Mon Sep 6 02:02:09 PDT 2021

On Sun, 29 Aug 2021 03:35:30 +0100,
Oliver Upton <oupton at google.com> wrote:
> 
> On Mon, Aug 16, 2021 at 12:12:13AM +0000, Oliver Upton wrote:
> > Allow userspace to access the guest's virtual counter-timer offset
> > through the ONE_REG interface. The value read or written is defined to
> > be an offset from the guest's physical counter-timer. Add some
> > documentation to clarify how a VMM should use this and the existing
> > CNTVCT_EL0.
> > 
> > Signed-off-by: Oliver Upton <oupton at google.com>
> > Reviewed-by: Andrew Jones <drjones at redhat.com>
> 
> Hrm...
> 
> I was mulling on this patch a bit more and had a thought.
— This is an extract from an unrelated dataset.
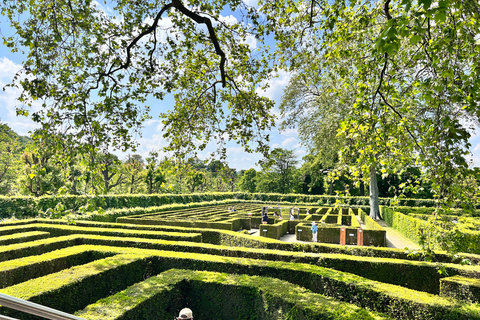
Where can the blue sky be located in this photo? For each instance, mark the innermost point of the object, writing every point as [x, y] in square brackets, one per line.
[151, 138]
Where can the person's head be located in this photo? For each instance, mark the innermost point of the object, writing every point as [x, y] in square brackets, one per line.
[185, 314]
As previously
> discussed, the patch implements virtual offsets by broadcasting the same
> offset to all vCPUs in a guest. I wonder if this may tolerate bad
> practices from userspace that will break when KVM supports NV.
> 
> Consider that a nested guest may set CNTVOFF_EL2 to whatever value it
> wants. Presumably, we will need to patch the handling of CNTVOFF_EL2 to
> *not* broadcast to all vCPUs to save/restore NV properly. If a maligned
> VMM only wrote to a single vCPU, banking on this broadcasting
> implementation, it will fall flat on its face when handling an NV guest.
> 
> So, should we preemptively move to the new way of the world, wherein
> userspace accesses to CNTVOFF_EL2 are vCPU-local rather than VM-wide?
> 
> No strong opinions in either direction, but figured I'd address it since
> I'll need to respin this series anyway to fix ECV+nVHE.
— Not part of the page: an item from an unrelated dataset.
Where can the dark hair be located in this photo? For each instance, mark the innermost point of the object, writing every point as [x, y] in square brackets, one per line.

Thought about this a bit more whilst being away from a computer...

It all boils down to what we expose as an abstraction of a machine. If
there is no EL2 in the VM, then there shouldn't be any way for the
guest to observe different values for the counters as seen from
different vcpus. That's what the architecture guarantees for a
physical system, and we shouldn't deviate from that. Opening the door
for userspace to do anything differently is a recipe for disaster.

It actually is an argument in favour of setting the various offsets to
a value that keep the two physical and virtual counters in sync,
instead of the current behaviour that allows different values to be
observed.

The above is in contrast with what the architecture allows when EL2 is
present. The hypervisor can naturally deal with the offsets as it sees
fit, and no offset should have any bearing on it (this later point is
of course to be moderated by CNTPOFF on the host).

To sum it up, I'd rather keep the CNTVOFF behaviour what it is today
for guest that have their highest exception level at EL1. For EL2
guests, the setting will obviously have to become per-CPU.

	M.

-- 
Without deviation from the norm, progress is not possible.